Friday, October 10, 2008

When economic isolation doesn't seem so bad

In recent years, most (not all) mainstream economists have argued that developing countries do best when they are integrated into the global economy to the greatest extent possible. That might have been true when the global economy was, after a fashion, working. Now that the global economy is in crisis, however, the advantages of not being fully integrated are becoming apparent. An interesting article in the Wash Post today, somewhat provocatively titled "The End of American Capitalism?," includes the following passage in which the head of the IMF notes that African countries are relatively insulated from the most damaging effects of the crisis by virtue of their comparative lack of exposure to the world economy:
"'Obviously the crisis comes from an important regulatory and supervisory failure in advanced countries . . . and a failure in market discipline mechanisms,' Dominique Strauss-Kahn, the IMF's managing director, said yesterday before the fund's annual meeting in Washington.

"In a slideshow presentation, Strauss-Kahn illustrated the global impact of the financial crisis. Countries in Africa, including many of those with some of the lowest levels of market and financial integration and openness, are now set to weather the crisis with the least amount of turbulence."

Of course, there are virtually no truly autarkic economies, so all will be affected, but it's a matter of degree. There are other interesting passages in this article, but I'll let readers ferret them out for themselves.

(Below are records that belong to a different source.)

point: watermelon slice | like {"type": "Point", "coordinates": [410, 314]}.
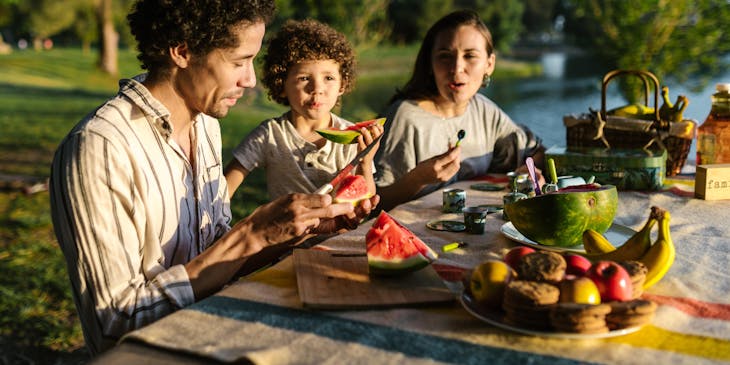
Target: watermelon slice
{"type": "Point", "coordinates": [349, 134]}
{"type": "Point", "coordinates": [393, 249]}
{"type": "Point", "coordinates": [352, 189]}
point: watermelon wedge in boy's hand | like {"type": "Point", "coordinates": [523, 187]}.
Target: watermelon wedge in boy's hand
{"type": "Point", "coordinates": [394, 250]}
{"type": "Point", "coordinates": [352, 189]}
{"type": "Point", "coordinates": [349, 134]}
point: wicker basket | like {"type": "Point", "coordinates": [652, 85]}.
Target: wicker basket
{"type": "Point", "coordinates": [597, 129]}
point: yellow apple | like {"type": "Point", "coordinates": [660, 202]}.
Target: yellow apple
{"type": "Point", "coordinates": [579, 290]}
{"type": "Point", "coordinates": [488, 281]}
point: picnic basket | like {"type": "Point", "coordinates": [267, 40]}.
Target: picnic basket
{"type": "Point", "coordinates": [601, 129]}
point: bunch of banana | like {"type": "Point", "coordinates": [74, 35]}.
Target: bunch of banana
{"type": "Point", "coordinates": [660, 256]}
{"type": "Point", "coordinates": [599, 248]}
{"type": "Point", "coordinates": [657, 256]}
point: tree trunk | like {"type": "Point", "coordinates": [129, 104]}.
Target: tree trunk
{"type": "Point", "coordinates": [108, 38]}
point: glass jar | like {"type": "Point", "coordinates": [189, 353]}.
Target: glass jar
{"type": "Point", "coordinates": [713, 136]}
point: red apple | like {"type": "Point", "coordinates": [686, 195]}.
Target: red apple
{"type": "Point", "coordinates": [612, 280]}
{"type": "Point", "coordinates": [515, 254]}
{"type": "Point", "coordinates": [576, 264]}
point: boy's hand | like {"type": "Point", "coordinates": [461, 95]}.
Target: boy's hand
{"type": "Point", "coordinates": [367, 136]}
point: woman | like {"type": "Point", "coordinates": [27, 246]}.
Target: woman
{"type": "Point", "coordinates": [419, 153]}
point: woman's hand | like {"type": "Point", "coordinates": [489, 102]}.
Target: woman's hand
{"type": "Point", "coordinates": [439, 168]}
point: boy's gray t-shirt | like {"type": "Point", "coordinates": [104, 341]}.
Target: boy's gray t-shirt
{"type": "Point", "coordinates": [292, 164]}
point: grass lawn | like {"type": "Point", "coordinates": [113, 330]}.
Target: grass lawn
{"type": "Point", "coordinates": [42, 95]}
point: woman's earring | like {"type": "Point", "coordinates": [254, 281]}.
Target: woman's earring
{"type": "Point", "coordinates": [487, 80]}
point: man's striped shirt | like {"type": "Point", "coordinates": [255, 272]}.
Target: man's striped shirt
{"type": "Point", "coordinates": [129, 209]}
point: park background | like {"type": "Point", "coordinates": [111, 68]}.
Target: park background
{"type": "Point", "coordinates": [59, 59]}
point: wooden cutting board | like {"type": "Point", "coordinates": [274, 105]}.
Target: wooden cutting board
{"type": "Point", "coordinates": [340, 280]}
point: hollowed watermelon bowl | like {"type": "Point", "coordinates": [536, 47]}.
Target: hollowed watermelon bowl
{"type": "Point", "coordinates": [560, 218]}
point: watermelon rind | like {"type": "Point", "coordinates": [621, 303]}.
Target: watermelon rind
{"type": "Point", "coordinates": [395, 240]}
{"type": "Point", "coordinates": [560, 218]}
{"type": "Point", "coordinates": [385, 267]}
{"type": "Point", "coordinates": [345, 136]}
{"type": "Point", "coordinates": [352, 189]}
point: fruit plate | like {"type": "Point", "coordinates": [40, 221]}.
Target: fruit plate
{"type": "Point", "coordinates": [496, 318]}
{"type": "Point", "coordinates": [616, 234]}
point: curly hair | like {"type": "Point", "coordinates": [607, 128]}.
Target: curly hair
{"type": "Point", "coordinates": [202, 25]}
{"type": "Point", "coordinates": [422, 84]}
{"type": "Point", "coordinates": [305, 40]}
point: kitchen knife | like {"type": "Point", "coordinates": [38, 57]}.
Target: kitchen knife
{"type": "Point", "coordinates": [327, 188]}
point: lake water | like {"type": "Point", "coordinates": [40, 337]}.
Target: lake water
{"type": "Point", "coordinates": [540, 103]}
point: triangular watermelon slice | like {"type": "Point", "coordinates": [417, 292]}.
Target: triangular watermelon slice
{"type": "Point", "coordinates": [349, 134]}
{"type": "Point", "coordinates": [393, 249]}
{"type": "Point", "coordinates": [352, 189]}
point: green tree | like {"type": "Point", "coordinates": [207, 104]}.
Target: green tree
{"type": "Point", "coordinates": [410, 19]}
{"type": "Point", "coordinates": [503, 17]}
{"type": "Point", "coordinates": [108, 37]}
{"type": "Point", "coordinates": [7, 9]}
{"type": "Point", "coordinates": [538, 15]}
{"type": "Point", "coordinates": [364, 22]}
{"type": "Point", "coordinates": [45, 18]}
{"type": "Point", "coordinates": [679, 39]}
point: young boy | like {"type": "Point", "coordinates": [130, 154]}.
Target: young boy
{"type": "Point", "coordinates": [308, 66]}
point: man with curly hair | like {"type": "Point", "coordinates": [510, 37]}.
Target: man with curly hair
{"type": "Point", "coordinates": [139, 203]}
{"type": "Point", "coordinates": [308, 66]}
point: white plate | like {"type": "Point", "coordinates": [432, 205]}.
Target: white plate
{"type": "Point", "coordinates": [616, 234]}
{"type": "Point", "coordinates": [496, 318]}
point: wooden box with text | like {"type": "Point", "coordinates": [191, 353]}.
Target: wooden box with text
{"type": "Point", "coordinates": [712, 182]}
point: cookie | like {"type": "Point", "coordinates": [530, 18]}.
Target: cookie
{"type": "Point", "coordinates": [528, 303]}
{"type": "Point", "coordinates": [637, 271]}
{"type": "Point", "coordinates": [636, 312]}
{"type": "Point", "coordinates": [530, 293]}
{"type": "Point", "coordinates": [580, 318]}
{"type": "Point", "coordinates": [545, 266]}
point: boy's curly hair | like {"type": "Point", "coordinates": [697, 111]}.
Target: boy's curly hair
{"type": "Point", "coordinates": [204, 25]}
{"type": "Point", "coordinates": [305, 40]}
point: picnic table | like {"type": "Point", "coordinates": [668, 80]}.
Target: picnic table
{"type": "Point", "coordinates": [261, 318]}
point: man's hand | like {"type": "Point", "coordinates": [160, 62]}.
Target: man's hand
{"type": "Point", "coordinates": [348, 221]}
{"type": "Point", "coordinates": [295, 216]}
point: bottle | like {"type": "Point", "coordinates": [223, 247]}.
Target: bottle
{"type": "Point", "coordinates": [713, 136]}
{"type": "Point", "coordinates": [512, 196]}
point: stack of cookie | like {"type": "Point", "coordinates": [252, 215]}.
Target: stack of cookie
{"type": "Point", "coordinates": [528, 303]}
{"type": "Point", "coordinates": [580, 318]}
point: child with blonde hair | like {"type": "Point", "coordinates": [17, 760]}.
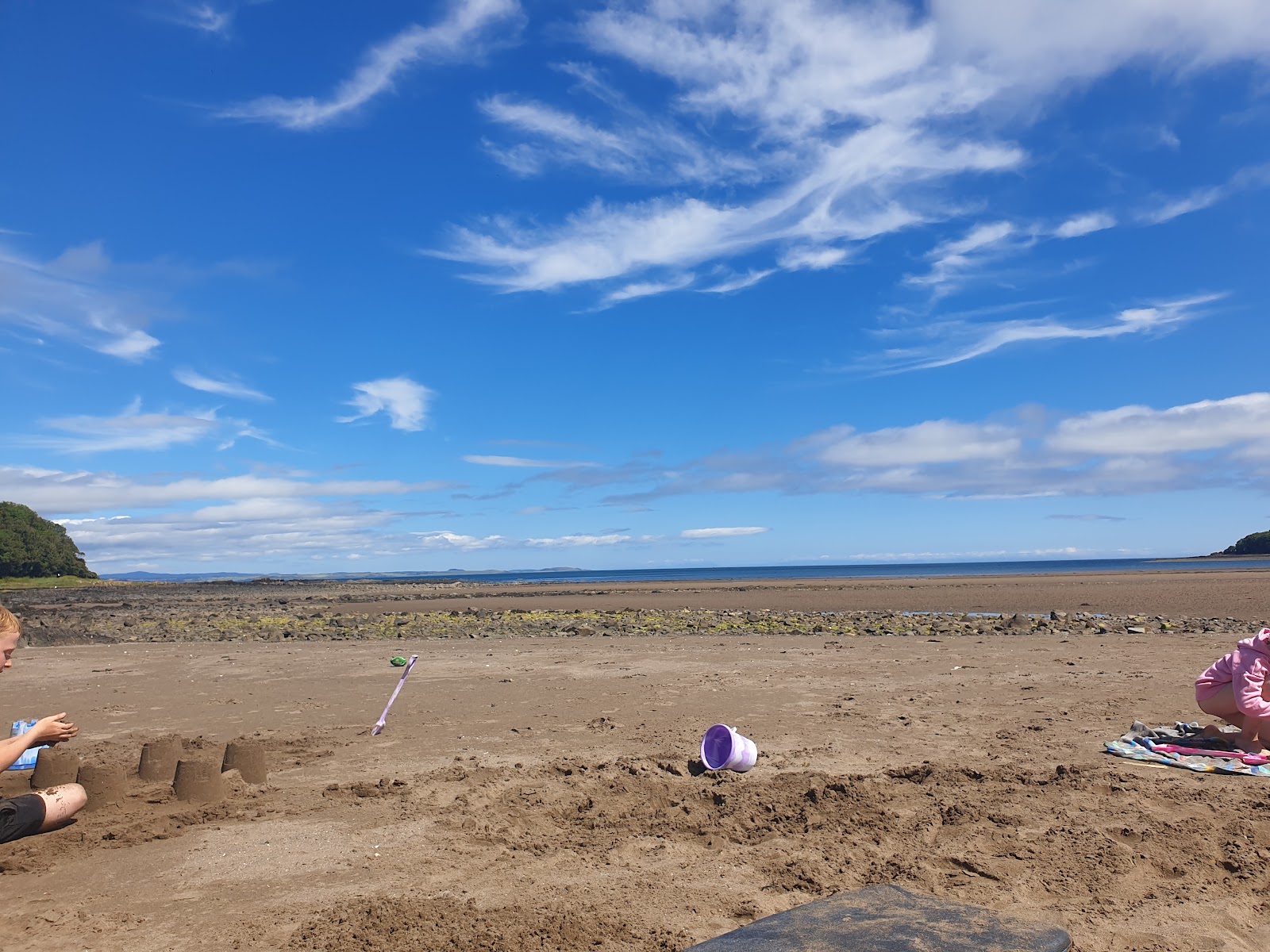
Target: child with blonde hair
{"type": "Point", "coordinates": [44, 809]}
{"type": "Point", "coordinates": [1236, 689]}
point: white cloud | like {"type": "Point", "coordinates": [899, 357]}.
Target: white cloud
{"type": "Point", "coordinates": [645, 289]}
{"type": "Point", "coordinates": [64, 494]}
{"type": "Point", "coordinates": [931, 442]}
{"type": "Point", "coordinates": [628, 143]}
{"type": "Point", "coordinates": [400, 397]}
{"type": "Point", "coordinates": [521, 463]}
{"type": "Point", "coordinates": [579, 541]}
{"type": "Point", "coordinates": [1176, 207]}
{"type": "Point", "coordinates": [856, 121]}
{"type": "Point", "coordinates": [74, 298]}
{"type": "Point", "coordinates": [133, 429]}
{"type": "Point", "coordinates": [1241, 422]}
{"type": "Point", "coordinates": [239, 536]}
{"type": "Point", "coordinates": [1032, 454]}
{"type": "Point", "coordinates": [954, 262]}
{"type": "Point", "coordinates": [725, 532]}
{"type": "Point", "coordinates": [844, 196]}
{"type": "Point", "coordinates": [814, 259]}
{"type": "Point", "coordinates": [1165, 209]}
{"type": "Point", "coordinates": [229, 387]}
{"type": "Point", "coordinates": [1085, 225]}
{"type": "Point", "coordinates": [461, 36]}
{"type": "Point", "coordinates": [738, 282]}
{"type": "Point", "coordinates": [959, 340]}
{"type": "Point", "coordinates": [206, 18]}
{"type": "Point", "coordinates": [454, 541]}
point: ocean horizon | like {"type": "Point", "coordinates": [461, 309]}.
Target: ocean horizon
{"type": "Point", "coordinates": [741, 573]}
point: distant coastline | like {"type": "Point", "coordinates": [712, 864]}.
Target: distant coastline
{"type": "Point", "coordinates": [895, 570]}
{"type": "Point", "coordinates": [1214, 558]}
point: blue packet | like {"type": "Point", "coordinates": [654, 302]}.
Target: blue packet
{"type": "Point", "coordinates": [29, 757]}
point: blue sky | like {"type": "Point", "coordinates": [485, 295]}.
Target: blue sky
{"type": "Point", "coordinates": [413, 286]}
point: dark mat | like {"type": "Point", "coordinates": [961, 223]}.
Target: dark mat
{"type": "Point", "coordinates": [889, 919]}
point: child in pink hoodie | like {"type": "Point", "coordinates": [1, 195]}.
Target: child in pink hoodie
{"type": "Point", "coordinates": [1237, 689]}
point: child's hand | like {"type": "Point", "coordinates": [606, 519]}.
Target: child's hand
{"type": "Point", "coordinates": [51, 730]}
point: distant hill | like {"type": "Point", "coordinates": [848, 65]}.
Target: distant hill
{"type": "Point", "coordinates": [328, 577]}
{"type": "Point", "coordinates": [1257, 543]}
{"type": "Point", "coordinates": [32, 547]}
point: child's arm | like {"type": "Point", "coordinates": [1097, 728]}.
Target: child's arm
{"type": "Point", "coordinates": [48, 730]}
{"type": "Point", "coordinates": [1250, 687]}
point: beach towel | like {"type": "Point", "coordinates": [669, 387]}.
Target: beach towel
{"type": "Point", "coordinates": [1184, 746]}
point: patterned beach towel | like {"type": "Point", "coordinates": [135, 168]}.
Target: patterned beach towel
{"type": "Point", "coordinates": [1180, 746]}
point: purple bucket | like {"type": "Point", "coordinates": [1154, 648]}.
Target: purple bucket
{"type": "Point", "coordinates": [724, 749]}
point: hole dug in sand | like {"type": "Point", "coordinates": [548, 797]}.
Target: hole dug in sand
{"type": "Point", "coordinates": [391, 923]}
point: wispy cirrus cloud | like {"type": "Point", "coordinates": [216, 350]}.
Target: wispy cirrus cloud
{"type": "Point", "coordinates": [945, 343]}
{"type": "Point", "coordinates": [628, 144]}
{"type": "Point", "coordinates": [463, 35]}
{"type": "Point", "coordinates": [70, 493]}
{"type": "Point", "coordinates": [1166, 209]}
{"type": "Point", "coordinates": [228, 386]}
{"type": "Point", "coordinates": [403, 400]}
{"type": "Point", "coordinates": [522, 463]}
{"type": "Point", "coordinates": [844, 112]}
{"type": "Point", "coordinates": [1085, 224]}
{"type": "Point", "coordinates": [1086, 517]}
{"type": "Point", "coordinates": [724, 532]}
{"type": "Point", "coordinates": [76, 298]}
{"type": "Point", "coordinates": [137, 429]}
{"type": "Point", "coordinates": [1127, 451]}
{"type": "Point", "coordinates": [205, 18]}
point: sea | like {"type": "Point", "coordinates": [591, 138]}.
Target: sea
{"type": "Point", "coordinates": [742, 573]}
{"type": "Point", "coordinates": [895, 570]}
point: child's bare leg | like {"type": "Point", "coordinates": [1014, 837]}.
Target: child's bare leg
{"type": "Point", "coordinates": [1254, 736]}
{"type": "Point", "coordinates": [61, 804]}
{"type": "Point", "coordinates": [1221, 704]}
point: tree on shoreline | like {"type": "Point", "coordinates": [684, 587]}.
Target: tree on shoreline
{"type": "Point", "coordinates": [1257, 543]}
{"type": "Point", "coordinates": [32, 547]}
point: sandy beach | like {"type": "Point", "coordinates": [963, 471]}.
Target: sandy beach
{"type": "Point", "coordinates": [537, 787]}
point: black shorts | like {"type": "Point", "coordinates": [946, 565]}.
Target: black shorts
{"type": "Point", "coordinates": [21, 816]}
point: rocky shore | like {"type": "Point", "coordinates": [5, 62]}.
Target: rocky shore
{"type": "Point", "coordinates": [276, 612]}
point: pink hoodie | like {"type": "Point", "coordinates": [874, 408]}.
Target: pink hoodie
{"type": "Point", "coordinates": [1245, 670]}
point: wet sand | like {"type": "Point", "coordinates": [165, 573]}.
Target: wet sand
{"type": "Point", "coordinates": [541, 793]}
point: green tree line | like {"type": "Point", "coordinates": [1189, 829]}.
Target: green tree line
{"type": "Point", "coordinates": [32, 547]}
{"type": "Point", "coordinates": [1257, 543]}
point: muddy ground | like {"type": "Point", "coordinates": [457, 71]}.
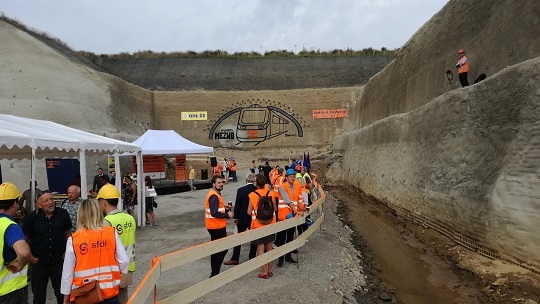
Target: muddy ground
{"type": "Point", "coordinates": [407, 263]}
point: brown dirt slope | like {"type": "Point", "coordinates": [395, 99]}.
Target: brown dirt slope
{"type": "Point", "coordinates": [495, 34]}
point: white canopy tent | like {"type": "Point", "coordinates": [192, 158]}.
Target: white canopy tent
{"type": "Point", "coordinates": [26, 138]}
{"type": "Point", "coordinates": [168, 142]}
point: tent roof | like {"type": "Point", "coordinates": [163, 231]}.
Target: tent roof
{"type": "Point", "coordinates": [19, 135]}
{"type": "Point", "coordinates": [168, 142]}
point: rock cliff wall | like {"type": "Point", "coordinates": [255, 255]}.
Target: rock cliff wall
{"type": "Point", "coordinates": [466, 161]}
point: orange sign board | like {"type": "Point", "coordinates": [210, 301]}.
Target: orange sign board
{"type": "Point", "coordinates": [332, 113]}
{"type": "Point", "coordinates": [180, 168]}
{"type": "Point", "coordinates": [150, 164]}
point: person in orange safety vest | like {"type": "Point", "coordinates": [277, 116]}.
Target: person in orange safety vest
{"type": "Point", "coordinates": [290, 193]}
{"type": "Point", "coordinates": [463, 68]}
{"type": "Point", "coordinates": [264, 244]}
{"type": "Point", "coordinates": [216, 215]}
{"type": "Point", "coordinates": [93, 253]}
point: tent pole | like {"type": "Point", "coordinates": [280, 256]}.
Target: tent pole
{"type": "Point", "coordinates": [33, 181]}
{"type": "Point", "coordinates": [82, 169]}
{"type": "Point", "coordinates": [118, 179]}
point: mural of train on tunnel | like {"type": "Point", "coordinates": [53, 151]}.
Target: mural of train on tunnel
{"type": "Point", "coordinates": [258, 123]}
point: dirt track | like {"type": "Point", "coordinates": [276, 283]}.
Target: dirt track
{"type": "Point", "coordinates": [414, 264]}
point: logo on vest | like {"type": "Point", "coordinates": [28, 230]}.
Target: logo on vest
{"type": "Point", "coordinates": [99, 244]}
{"type": "Point", "coordinates": [83, 248]}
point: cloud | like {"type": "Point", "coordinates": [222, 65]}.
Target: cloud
{"type": "Point", "coordinates": [104, 26]}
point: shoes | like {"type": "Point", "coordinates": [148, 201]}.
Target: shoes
{"type": "Point", "coordinates": [290, 260]}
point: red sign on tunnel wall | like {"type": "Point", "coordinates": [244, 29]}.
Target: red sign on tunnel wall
{"type": "Point", "coordinates": [332, 113]}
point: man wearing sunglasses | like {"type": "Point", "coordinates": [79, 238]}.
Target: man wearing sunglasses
{"type": "Point", "coordinates": [47, 230]}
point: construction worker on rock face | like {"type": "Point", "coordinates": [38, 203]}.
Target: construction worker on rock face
{"type": "Point", "coordinates": [463, 68]}
{"type": "Point", "coordinates": [216, 215]}
{"type": "Point", "coordinates": [124, 224]}
{"type": "Point", "coordinates": [14, 251]}
{"type": "Point", "coordinates": [277, 180]}
{"type": "Point", "coordinates": [290, 195]}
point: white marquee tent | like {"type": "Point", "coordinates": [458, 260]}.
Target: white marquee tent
{"type": "Point", "coordinates": [168, 142]}
{"type": "Point", "coordinates": [26, 138]}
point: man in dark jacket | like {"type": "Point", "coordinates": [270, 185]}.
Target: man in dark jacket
{"type": "Point", "coordinates": [98, 180]}
{"type": "Point", "coordinates": [241, 218]}
{"type": "Point", "coordinates": [47, 230]}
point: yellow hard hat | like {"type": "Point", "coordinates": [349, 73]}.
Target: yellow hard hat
{"type": "Point", "coordinates": [108, 191]}
{"type": "Point", "coordinates": [9, 191]}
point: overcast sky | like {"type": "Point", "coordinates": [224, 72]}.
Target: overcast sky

p.s. What the article says about China is particularly worth noting. See also this post from D. Rodrik.


Nick said...

The other consideration, however, is that African countries are also closed off from the wealth creating centres of the world economy. Whether this is good or bad depends on your views on whether intense interaction between metropoles and peripheries helps or harms the latter.

Brazil also looks likely to continue to do okay for itself despite the credit crunch. Its economy is engaged in the world economy but is reasonably self-sufficient. It has also been running massive interest rates over the last few years to kill inflation, so credit is tight and few are exposed.

LFC said...

Interesting points on Brazil -- thanks.